Überwältigendes Echo
Das Feedback auf die beiden Projekte war großartig: Jeweils weit über 100 Menschen aus den drei Ländern machten mit. Die Sehnsucht nach Gemeinschaft, Abwechslung und Solidarität in der Krise war offenkundig. Denn in Pandemiezeiten haben und hatten es LGTBIQ*-Menschen oft besonders schwer. Die einen saßen rund um Feiertage wie Weihnachten und Ostern wochenlang alleine zu Hause, weil Kontakte in Innenräumen entweder gar nicht oder wie in Bayern nur mit der „Kernfamilie“ erlaubt waren. Andere waren aus finanzieller Not gezwungen, sich bei intoleranten, homophoben Verwandten einzuquartieren.

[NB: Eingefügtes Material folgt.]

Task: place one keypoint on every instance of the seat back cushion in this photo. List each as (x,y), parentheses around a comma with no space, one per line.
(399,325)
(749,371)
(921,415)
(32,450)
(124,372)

Das traf besonders auf LGBTIQ* in der Ukraine zu: Ihre Familien akzeptieren ihre Lebensweisen und ihre Identitäten oft nicht, sodass sie sie dort verstecken oder ganz aufgeben. Noch schlimmer sieht es in der Öffentlichkeit aus: Rechtsextreme Gruppen haben während der Pandemie häufig Anschläge auf LGBTIQ*, ihre Treffpunkte und Organisationen, und natürlich auch auf Prides verübt. Bars und Queer Homes in Odesa und Charkiw wurden angegriffen. Beim CSD in Odesa haben die Angreifer*innen im Sommer 2020 mehrere Menschen verletzt, während die Polizei tatenlos zusah.
Dass wir die Wut und Hilflosigkeit darüber in positive Gefühle der Solidarität und des Miteinanders umwandeln konnten, erfüllt uns mit Stolz. Uns wurde klar: Am Ende ist es die Liebe zu unserer internationalen Familie, die uns aus Angst, Wut und Depression wieder herausführt. Oder um mit einem weiteren Lied aus dem Projekt zu sprechen: „Love is Love is Love is Love“.